An error of translation, due to the liberties that the translators felt free to take with the text, with serious implications for the lives of the members of the church is that in I Corinthians 7:15. The text is important for divorce and remarriage. Referring to a believer who has been deserted by an unbelieving husband or wife, the apostle wrote, as the KJV correctly translates, “A brother or a sister is not under bondage in such cases.” With supreme indifference to the very word inspired by the Spirit, the NIV translates, “A believing man or woman is not bound in such circumstances.” Whereas the apostle was teaching that the believer abandoned through no fault of his or her own is not in a state of spiritual slavery, the NIV teaches that desertion dissolves the marriage bond, so that the deserted believer is free to divorce and remarry. This mistranslation by the NIV brings Paul into contradiction with the teaching of Jesus, who teaches an unbreakable bond of marriage, and opens the way to grievous sin on the part of the members of the church who take their instruction from the NIV.

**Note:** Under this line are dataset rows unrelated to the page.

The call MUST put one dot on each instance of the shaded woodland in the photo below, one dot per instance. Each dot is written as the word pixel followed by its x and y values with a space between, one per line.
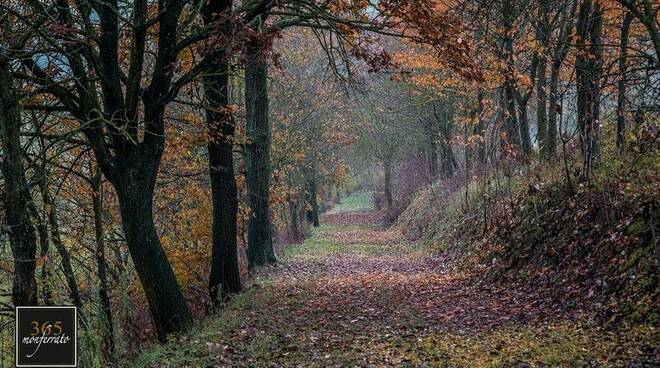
pixel 334 183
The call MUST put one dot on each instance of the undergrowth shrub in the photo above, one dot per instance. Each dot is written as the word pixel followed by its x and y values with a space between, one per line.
pixel 595 243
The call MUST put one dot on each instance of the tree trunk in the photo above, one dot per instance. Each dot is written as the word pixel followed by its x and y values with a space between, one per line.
pixel 621 98
pixel 541 107
pixel 97 200
pixel 554 108
pixel 511 122
pixel 543 32
pixel 168 306
pixel 587 70
pixel 388 183
pixel 224 278
pixel 526 141
pixel 313 212
pixel 433 159
pixel 69 274
pixel 257 158
pixel 480 130
pixel 18 225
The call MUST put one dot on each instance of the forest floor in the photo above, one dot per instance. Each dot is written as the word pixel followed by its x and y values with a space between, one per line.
pixel 356 294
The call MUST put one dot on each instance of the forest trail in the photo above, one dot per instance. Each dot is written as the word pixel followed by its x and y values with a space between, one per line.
pixel 356 294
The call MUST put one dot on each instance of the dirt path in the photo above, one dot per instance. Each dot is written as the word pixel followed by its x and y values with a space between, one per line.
pixel 355 294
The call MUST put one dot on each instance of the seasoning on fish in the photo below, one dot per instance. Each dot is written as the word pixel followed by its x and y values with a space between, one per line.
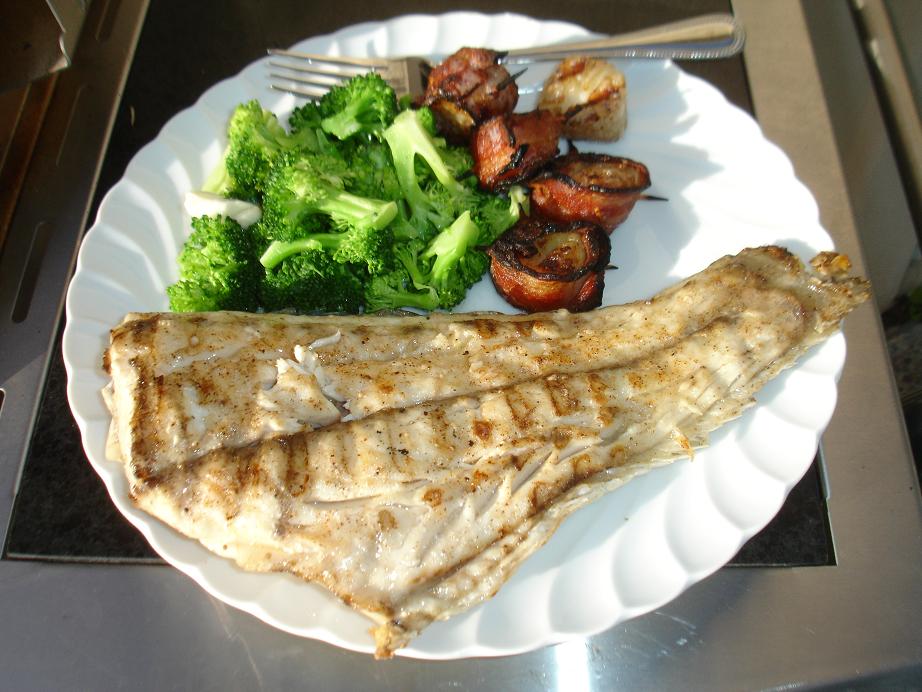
pixel 510 148
pixel 415 512
pixel 598 188
pixel 539 265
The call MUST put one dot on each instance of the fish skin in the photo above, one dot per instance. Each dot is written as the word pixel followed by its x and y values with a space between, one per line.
pixel 417 511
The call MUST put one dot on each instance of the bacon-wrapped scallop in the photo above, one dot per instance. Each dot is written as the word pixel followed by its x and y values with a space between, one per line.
pixel 591 95
pixel 540 265
pixel 465 89
pixel 510 148
pixel 589 187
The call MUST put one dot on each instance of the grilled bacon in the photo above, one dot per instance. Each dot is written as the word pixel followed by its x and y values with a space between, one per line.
pixel 465 89
pixel 598 188
pixel 591 95
pixel 510 148
pixel 538 265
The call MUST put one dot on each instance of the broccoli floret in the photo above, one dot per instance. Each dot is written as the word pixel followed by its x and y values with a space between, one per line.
pixel 313 186
pixel 365 104
pixel 255 139
pixel 494 214
pixel 366 245
pixel 392 292
pixel 311 281
pixel 446 268
pixel 372 171
pixel 217 268
pixel 305 117
pixel 408 140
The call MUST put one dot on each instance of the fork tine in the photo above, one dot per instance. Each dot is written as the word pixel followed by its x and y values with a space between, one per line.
pixel 343 71
pixel 323 81
pixel 307 92
pixel 330 59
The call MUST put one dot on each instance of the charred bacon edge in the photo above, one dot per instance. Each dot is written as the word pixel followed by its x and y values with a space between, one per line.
pixel 600 158
pixel 507 251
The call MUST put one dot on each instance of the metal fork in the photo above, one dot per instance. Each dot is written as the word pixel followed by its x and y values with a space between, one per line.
pixel 702 38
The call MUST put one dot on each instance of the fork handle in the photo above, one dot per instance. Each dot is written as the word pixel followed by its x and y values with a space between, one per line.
pixel 706 37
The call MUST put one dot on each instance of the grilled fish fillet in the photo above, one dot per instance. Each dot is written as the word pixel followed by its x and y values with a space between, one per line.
pixel 425 503
pixel 184 384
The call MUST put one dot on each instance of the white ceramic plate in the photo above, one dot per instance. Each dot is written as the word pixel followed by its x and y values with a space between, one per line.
pixel 728 188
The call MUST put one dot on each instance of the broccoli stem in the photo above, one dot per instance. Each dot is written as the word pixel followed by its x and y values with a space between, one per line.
pixel 449 246
pixel 353 210
pixel 407 139
pixel 279 251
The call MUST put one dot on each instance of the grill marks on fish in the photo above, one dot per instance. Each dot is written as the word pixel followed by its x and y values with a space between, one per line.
pixel 248 363
pixel 418 511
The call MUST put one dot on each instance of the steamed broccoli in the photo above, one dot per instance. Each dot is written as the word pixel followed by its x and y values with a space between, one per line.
pixel 312 281
pixel 366 245
pixel 218 269
pixel 312 186
pixel 255 138
pixel 409 139
pixel 394 291
pixel 437 275
pixel 365 104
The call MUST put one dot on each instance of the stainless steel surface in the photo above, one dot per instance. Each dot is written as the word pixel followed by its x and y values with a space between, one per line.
pixel 879 205
pixel 702 38
pixel 895 65
pixel 112 626
pixel 42 238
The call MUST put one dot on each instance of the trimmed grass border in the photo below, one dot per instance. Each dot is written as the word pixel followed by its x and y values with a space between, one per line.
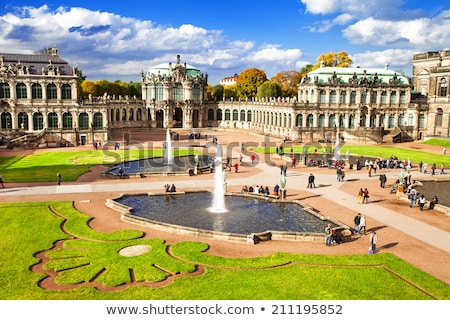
pixel 87 265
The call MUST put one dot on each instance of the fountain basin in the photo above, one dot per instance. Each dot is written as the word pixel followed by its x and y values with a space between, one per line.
pixel 157 166
pixel 249 219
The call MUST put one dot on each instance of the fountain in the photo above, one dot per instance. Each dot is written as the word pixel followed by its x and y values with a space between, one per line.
pixel 337 147
pixel 168 156
pixel 218 204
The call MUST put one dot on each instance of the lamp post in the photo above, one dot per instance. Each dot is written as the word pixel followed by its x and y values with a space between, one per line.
pixel 283 187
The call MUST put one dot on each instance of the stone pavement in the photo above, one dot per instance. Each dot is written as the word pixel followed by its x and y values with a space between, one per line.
pixel 269 174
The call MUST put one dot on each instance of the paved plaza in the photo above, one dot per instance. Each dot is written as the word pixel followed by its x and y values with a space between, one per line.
pixel 421 238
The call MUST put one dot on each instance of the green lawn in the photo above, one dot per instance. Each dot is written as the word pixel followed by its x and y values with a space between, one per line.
pixel 85 259
pixel 40 237
pixel 43 166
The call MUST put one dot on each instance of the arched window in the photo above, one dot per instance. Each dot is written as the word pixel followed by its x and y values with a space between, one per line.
pixel 52 91
pixel 210 114
pixel 6 120
pixel 333 96
pixel 332 120
pixel 36 91
pixel 98 120
pixel 38 121
pixel 235 115
pixel 439 116
pixel 353 97
pixel 52 120
pixel 342 121
pixel 421 120
pixel 373 121
pixel 401 120
pixel 67 121
pixel 242 115
pixel 402 97
pixel 159 91
pixel 299 120
pixel 351 121
pixel 22 120
pixel 196 92
pixel 410 119
pixel 342 96
pixel 227 114
pixel 391 123
pixel 322 96
pixel 384 97
pixel 310 121
pixel 443 87
pixel 4 91
pixel 139 114
pixel 178 92
pixel 363 97
pixel 394 99
pixel 83 121
pixel 321 120
pixel 21 91
pixel 66 92
pixel 373 97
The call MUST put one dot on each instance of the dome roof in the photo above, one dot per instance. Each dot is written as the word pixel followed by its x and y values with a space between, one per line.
pixel 164 69
pixel 345 75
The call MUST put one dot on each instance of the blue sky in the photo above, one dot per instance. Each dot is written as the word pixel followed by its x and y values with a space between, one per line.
pixel 116 40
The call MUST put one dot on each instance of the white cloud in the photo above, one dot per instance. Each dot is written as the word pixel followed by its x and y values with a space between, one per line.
pixel 397 59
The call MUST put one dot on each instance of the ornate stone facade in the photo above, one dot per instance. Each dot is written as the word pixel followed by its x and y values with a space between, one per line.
pixel 39 96
pixel 175 95
pixel 431 77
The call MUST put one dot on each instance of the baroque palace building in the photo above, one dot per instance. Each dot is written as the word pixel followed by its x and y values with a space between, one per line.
pixel 40 104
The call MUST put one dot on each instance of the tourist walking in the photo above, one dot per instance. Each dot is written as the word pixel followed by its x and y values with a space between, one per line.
pixel 421 202
pixel 382 180
pixel 362 224
pixel 328 235
pixel 357 221
pixel 366 195
pixel 373 241
pixel 311 183
pixel 412 196
pixel 433 202
pixel 360 196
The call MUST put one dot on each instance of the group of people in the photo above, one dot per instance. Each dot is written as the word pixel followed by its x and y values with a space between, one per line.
pixel 363 195
pixel 258 189
pixel 423 168
pixel 421 201
pixel 170 188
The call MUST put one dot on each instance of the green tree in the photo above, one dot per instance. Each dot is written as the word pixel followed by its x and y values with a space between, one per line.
pixel 230 91
pixel 334 59
pixel 88 87
pixel 248 82
pixel 305 70
pixel 269 89
pixel 102 87
pixel 217 92
pixel 288 81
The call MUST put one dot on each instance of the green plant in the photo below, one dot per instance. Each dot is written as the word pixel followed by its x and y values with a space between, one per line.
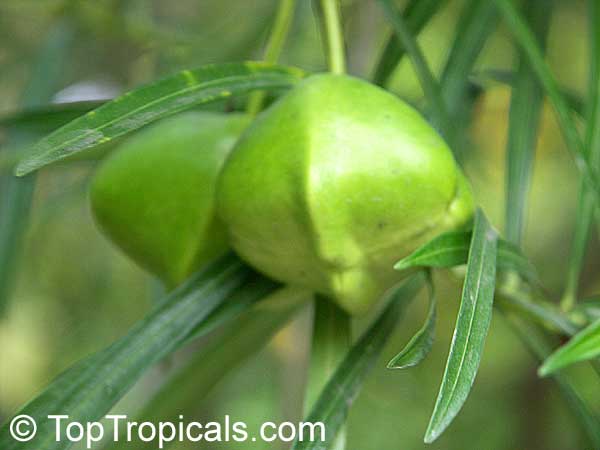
pixel 340 180
pixel 138 192
pixel 339 189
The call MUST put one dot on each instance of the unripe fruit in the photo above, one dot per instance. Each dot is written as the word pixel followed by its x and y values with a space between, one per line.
pixel 336 182
pixel 154 196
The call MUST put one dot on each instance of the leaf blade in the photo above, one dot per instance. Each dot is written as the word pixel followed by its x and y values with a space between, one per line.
pixel 418 13
pixel 420 344
pixel 149 103
pixel 452 249
pixel 471 329
pixel 584 346
pixel 91 387
pixel 527 41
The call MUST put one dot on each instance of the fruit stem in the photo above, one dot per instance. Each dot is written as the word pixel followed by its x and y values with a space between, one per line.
pixel 330 343
pixel 333 35
pixel 279 33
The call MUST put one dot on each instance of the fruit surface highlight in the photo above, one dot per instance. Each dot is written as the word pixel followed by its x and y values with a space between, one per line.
pixel 334 183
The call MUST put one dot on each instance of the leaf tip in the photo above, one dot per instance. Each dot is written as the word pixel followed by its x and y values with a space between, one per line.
pixel 431 435
pixel 25 167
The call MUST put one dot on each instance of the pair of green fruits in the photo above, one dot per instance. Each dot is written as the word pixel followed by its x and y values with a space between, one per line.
pixel 326 189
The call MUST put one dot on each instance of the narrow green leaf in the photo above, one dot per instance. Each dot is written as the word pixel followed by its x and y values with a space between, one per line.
pixel 452 249
pixel 155 101
pixel 589 307
pixel 586 204
pixel 90 388
pixel 524 118
pixel 16 194
pixel 546 314
pixel 46 118
pixel 583 346
pixel 420 344
pixel 538 345
pixel 417 13
pixel 471 329
pixel 489 76
pixel 428 82
pixel 182 393
pixel 526 39
pixel 334 402
pixel 331 340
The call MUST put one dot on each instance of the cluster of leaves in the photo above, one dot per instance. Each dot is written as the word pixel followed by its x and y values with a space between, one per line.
pixel 89 389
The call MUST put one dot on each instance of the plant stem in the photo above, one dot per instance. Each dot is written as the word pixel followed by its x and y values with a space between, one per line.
pixel 277 38
pixel 333 35
pixel 330 343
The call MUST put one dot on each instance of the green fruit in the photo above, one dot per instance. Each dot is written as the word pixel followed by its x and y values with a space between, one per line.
pixel 154 196
pixel 336 182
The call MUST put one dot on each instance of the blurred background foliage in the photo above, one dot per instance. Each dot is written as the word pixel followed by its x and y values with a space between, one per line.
pixel 76 293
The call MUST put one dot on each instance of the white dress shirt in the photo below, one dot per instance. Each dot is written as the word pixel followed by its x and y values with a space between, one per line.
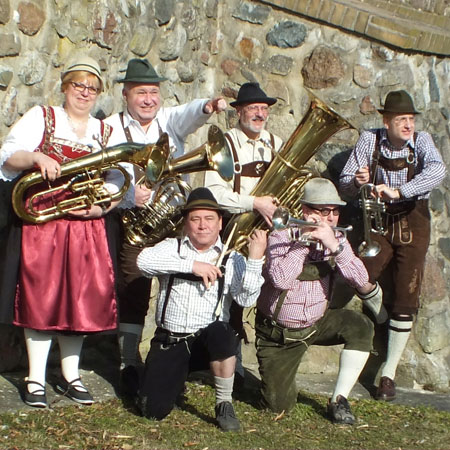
pixel 191 306
pixel 248 151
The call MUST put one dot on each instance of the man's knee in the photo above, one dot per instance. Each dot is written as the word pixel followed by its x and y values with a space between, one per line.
pixel 359 335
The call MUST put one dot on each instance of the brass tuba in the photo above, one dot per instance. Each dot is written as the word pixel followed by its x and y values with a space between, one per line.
pixel 85 180
pixel 287 173
pixel 162 215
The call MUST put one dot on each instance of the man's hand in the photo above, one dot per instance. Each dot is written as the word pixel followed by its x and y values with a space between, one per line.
pixel 208 272
pixel 266 206
pixel 387 193
pixel 216 105
pixel 257 243
pixel 362 176
pixel 141 195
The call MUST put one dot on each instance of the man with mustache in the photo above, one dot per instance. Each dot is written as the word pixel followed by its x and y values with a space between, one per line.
pixel 252 147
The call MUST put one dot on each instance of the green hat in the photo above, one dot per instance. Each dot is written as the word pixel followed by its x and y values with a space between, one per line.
pixel 320 191
pixel 141 71
pixel 201 198
pixel 399 102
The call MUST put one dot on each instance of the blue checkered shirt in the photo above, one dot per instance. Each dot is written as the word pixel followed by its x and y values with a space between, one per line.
pixel 429 167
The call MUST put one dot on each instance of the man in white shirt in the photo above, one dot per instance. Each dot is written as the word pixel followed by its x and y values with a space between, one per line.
pixel 143 121
pixel 252 147
pixel 192 309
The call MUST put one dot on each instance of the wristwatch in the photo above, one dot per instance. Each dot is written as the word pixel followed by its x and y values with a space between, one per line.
pixel 338 251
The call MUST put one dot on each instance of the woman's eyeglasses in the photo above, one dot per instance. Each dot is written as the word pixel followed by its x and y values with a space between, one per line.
pixel 80 87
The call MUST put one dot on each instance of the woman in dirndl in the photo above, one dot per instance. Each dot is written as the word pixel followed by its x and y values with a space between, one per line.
pixel 65 279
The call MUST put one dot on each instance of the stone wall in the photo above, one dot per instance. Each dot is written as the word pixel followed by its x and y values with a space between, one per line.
pixel 211 47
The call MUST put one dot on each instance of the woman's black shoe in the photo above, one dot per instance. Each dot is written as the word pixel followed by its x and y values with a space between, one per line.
pixel 37 398
pixel 76 392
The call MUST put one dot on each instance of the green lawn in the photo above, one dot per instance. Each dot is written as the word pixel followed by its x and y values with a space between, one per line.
pixel 115 425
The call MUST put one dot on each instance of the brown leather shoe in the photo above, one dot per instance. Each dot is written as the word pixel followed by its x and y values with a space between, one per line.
pixel 386 390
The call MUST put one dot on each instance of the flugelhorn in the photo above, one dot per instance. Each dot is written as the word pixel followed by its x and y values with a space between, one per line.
pixel 81 184
pixel 282 219
pixel 372 209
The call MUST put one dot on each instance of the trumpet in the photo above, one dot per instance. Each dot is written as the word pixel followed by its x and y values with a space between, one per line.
pixel 282 219
pixel 372 209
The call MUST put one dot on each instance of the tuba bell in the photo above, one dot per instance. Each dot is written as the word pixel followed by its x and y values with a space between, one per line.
pixel 81 184
pixel 161 216
pixel 287 174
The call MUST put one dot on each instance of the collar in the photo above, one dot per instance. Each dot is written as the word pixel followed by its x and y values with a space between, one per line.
pixel 217 246
pixel 242 138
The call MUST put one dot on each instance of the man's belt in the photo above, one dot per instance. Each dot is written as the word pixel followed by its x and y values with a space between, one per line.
pixel 269 329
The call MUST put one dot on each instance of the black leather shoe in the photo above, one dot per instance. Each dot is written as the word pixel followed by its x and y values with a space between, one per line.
pixel 37 398
pixel 386 390
pixel 75 391
pixel 129 381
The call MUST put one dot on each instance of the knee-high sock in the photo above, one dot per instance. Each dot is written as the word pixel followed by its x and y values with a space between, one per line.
pixel 224 389
pixel 351 364
pixel 38 346
pixel 130 335
pixel 70 349
pixel 399 331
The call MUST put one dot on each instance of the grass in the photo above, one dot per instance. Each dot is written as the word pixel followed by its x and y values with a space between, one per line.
pixel 116 425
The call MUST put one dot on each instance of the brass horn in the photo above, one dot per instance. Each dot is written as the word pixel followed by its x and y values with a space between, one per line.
pixel 287 173
pixel 162 216
pixel 372 209
pixel 85 180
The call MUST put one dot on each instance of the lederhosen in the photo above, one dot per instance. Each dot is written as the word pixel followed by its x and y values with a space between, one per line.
pixel 268 328
pixel 255 169
pixel 134 289
pixel 407 238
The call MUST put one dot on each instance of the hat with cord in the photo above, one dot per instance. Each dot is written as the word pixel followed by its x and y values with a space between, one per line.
pixel 201 198
pixel 320 191
pixel 252 93
pixel 141 71
pixel 84 63
pixel 399 102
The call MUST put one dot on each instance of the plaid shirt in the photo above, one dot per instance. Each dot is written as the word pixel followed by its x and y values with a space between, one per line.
pixel 306 301
pixel 429 168
pixel 190 306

A third reason for rejecting the NIV as the modern replacement of the KJV in a Reformed church is the fact that the NIV bases itself in the New Testament on a different Greek text than did the KJV and, in fact, than did all the Bibles of the Reformation. This recently discovered text has significant weaknesses. For one thing, it omits sizable sections of the New Testament, including Mark 16:9-20 and John 7:53-8:11. The NIV remarks in all these places, “The most reliable early manuscripts and other ancient witnesses do not have . . . . II Also this Greek text weakens the teaching that Jesus is God and, therefore, the doctrine of the Trinity at certain key places in the New Testament. One example is I Timothy 3:16. Where the KJV correctly has, “… great is the mystery of godliness: God was manifest in the flesh,” the NIV translates, “He appeared in a body.” (This says nothing about the mistake in translating “flesh” as “body.”)

The KJV is the best available translation of Scripture in English. It is not the position of the PRC that the KJV is inspired Scripture in the only form that may ever be used by the English-speaking church. It is conceivable that the Churches would someday decide that the language of the KJV is unclear to the contemporary reader. They might have reference to the archaic terms, e.g., “conversation” for behavior, “wottest” for know, and the like. They might think that the “thee” and “thou” pronouns with their peculiar verb forms, “wast,” “hast,” “wouldest,” and all the rest, should be changed into modern forms.

If ever a change of Bibles would be made, it would be made synodically. No congregation is permitted to replace the KJV on her own. This is not permitted even though as far as I know there has never been a synodical decision declaring the KJV to be the only approved version in the PRC. Use of the same version of the Bible, like use of the same songbook, use of the same translation of the creeds and liturgical forms, and use of the same catechism materials, belongs to the unity of the church as expressed and maintained in the denomination.

A congregation, or individual, convinced that a change is needed would overture synod to study the matter, in order either to adopt a different English version or to arrange for a new translation of Scripture. Such a significant matter as this would demand the wisdom of the multitude of counselors. In such an important matter, the churches would have to act together, that is, synodically.

But this is merely hypothetical. The fact is that the members of the PRC are grateful for the KJV and for the untold blessings that they have received and still do receive from God through this precious English version, God’s Word.

They are thankful also that the prizing of this version is not merely a personal matter with some or even most of them, but an ecclesiastical matter. The KJV is the beloved Bible of the Churches.